LLM Text Evaluation Framework
Score model answers on seven criteria, chart trends, and keep a local history
This Streamlit app helps you compare an LLM response to a reference answer using seven weighted dimensions named in the repository (relevance, accuracy, completeness, coherence, creativity, tone, and intent alignment). It stores runs in a SQLite database, shows Plotly visuals, and can be run with Docker or a local Python workflow.
When it is useful
You are benchmarking prompts or models, teaching structured evaluation, or need a repeatable notebook replacement with simple dashboards. It is a lab and QA helper, not an independent judge of truth.
What you can do
- Enter prompt, model output, and expected answer (terminology follows the app) and inspect per-criterion scores plus charts on the home experience.
- Open the history view to revisit past evaluations and compare patterns over time.
- Adjust weights in configuration as documented; criteria importance is configurable, not universal truth.

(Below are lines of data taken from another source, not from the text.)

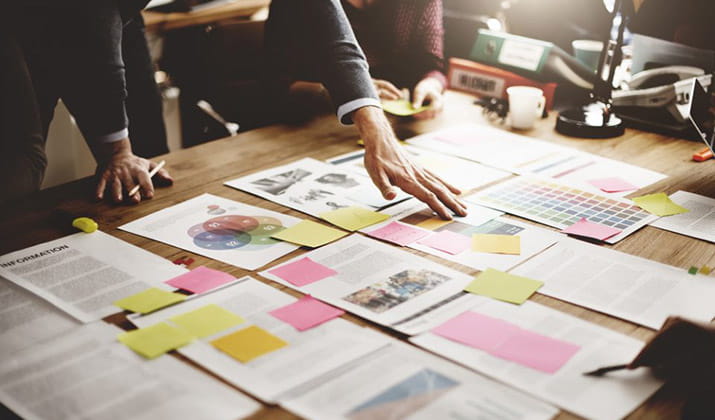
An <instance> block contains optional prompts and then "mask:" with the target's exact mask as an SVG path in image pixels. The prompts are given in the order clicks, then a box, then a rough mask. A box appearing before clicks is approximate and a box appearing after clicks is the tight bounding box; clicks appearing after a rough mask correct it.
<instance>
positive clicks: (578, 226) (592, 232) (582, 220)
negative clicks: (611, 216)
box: [561, 218, 622, 241]
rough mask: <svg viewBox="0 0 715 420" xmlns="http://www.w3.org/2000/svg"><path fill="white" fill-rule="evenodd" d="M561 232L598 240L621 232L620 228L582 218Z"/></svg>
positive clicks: (571, 234)
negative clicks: (613, 227)
mask: <svg viewBox="0 0 715 420" xmlns="http://www.w3.org/2000/svg"><path fill="white" fill-rule="evenodd" d="M561 232H563V233H567V234H569V235H576V236H584V237H586V238H593V239H598V240H600V241H605V240H606V239H608V238H611V237H613V236H616V235H618V234H619V233H621V232H622V230H620V229H616V228H613V227H610V226H606V225H600V224H598V223H593V222H589V221H588V220H586V219H584V218H582V219H581V220H579V221H578V222H576V223H574V224H573V225H571V226H569V227H567V228H566V229H564V230H562V231H561Z"/></svg>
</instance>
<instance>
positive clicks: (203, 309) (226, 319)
mask: <svg viewBox="0 0 715 420" xmlns="http://www.w3.org/2000/svg"><path fill="white" fill-rule="evenodd" d="M169 320H170V321H171V322H173V323H174V324H176V325H177V326H178V327H179V328H181V329H182V330H184V331H186V332H188V333H189V334H191V335H193V336H195V337H199V338H204V337H208V336H211V335H214V334H216V333H219V332H221V331H223V330H226V329H228V328H231V327H234V326H236V325H240V324H243V323H244V322H246V321H245V320H244V319H243V318H241V317H240V316H238V315H236V314H234V313H233V312H231V311H229V310H227V309H224V308H222V307H220V306H218V305H214V304H211V305H206V306H204V307H201V308H199V309H195V310H193V311H191V312H186V313H184V314H181V315H176V316H173V317H171V318H169Z"/></svg>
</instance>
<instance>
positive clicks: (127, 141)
mask: <svg viewBox="0 0 715 420" xmlns="http://www.w3.org/2000/svg"><path fill="white" fill-rule="evenodd" d="M93 152H94V154H95V158H96V159H97V173H96V175H97V178H98V181H97V189H96V191H95V196H96V198H97V199H98V200H101V199H103V198H104V197H105V195H109V197H111V199H112V200H113V201H114V202H116V203H119V202H121V201H123V200H124V199H125V198H127V199H128V200H129V201H131V202H134V203H138V202H140V201H141V199H142V198H152V197H153V196H154V184H153V183H152V180H151V178H150V177H149V171H151V170H152V169H154V167H155V166H156V165H157V164H156V163H155V162H152V161H149V160H147V159H144V158H141V157H139V156H136V155H135V154H134V153H132V147H131V143H130V142H129V139H128V138H124V139H122V140H119V141H116V142H111V143H103V144H100V145H97V146H96V147H94V150H93ZM155 176H156V182H157V184H160V185H170V184H171V183H172V182H174V180H173V179H172V178H171V175H169V172H167V171H166V170H165V169H160V170H159V172H157V174H156V175H155ZM137 184H138V185H139V186H140V188H139V191H138V192H137V193H136V194H134V195H132V196H131V197H126V195H127V194H128V193H129V191H131V189H132V188H134V187H135V186H136V185H137Z"/></svg>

- Deploy or develop using the GitHub repository instructions (Docker compose or
uv+ Streamlit paths).
Limits
- Scores come from automated heuristics and models (similarity and text stats); they can disagree with human experts or favor certain writing styles.
- “Accuracy” inside the tool does not verify facts against the world; pair with human review for high-stakes or regulated content.
- Features marked as future in the README (batch exports, API, etc.) are not promised here.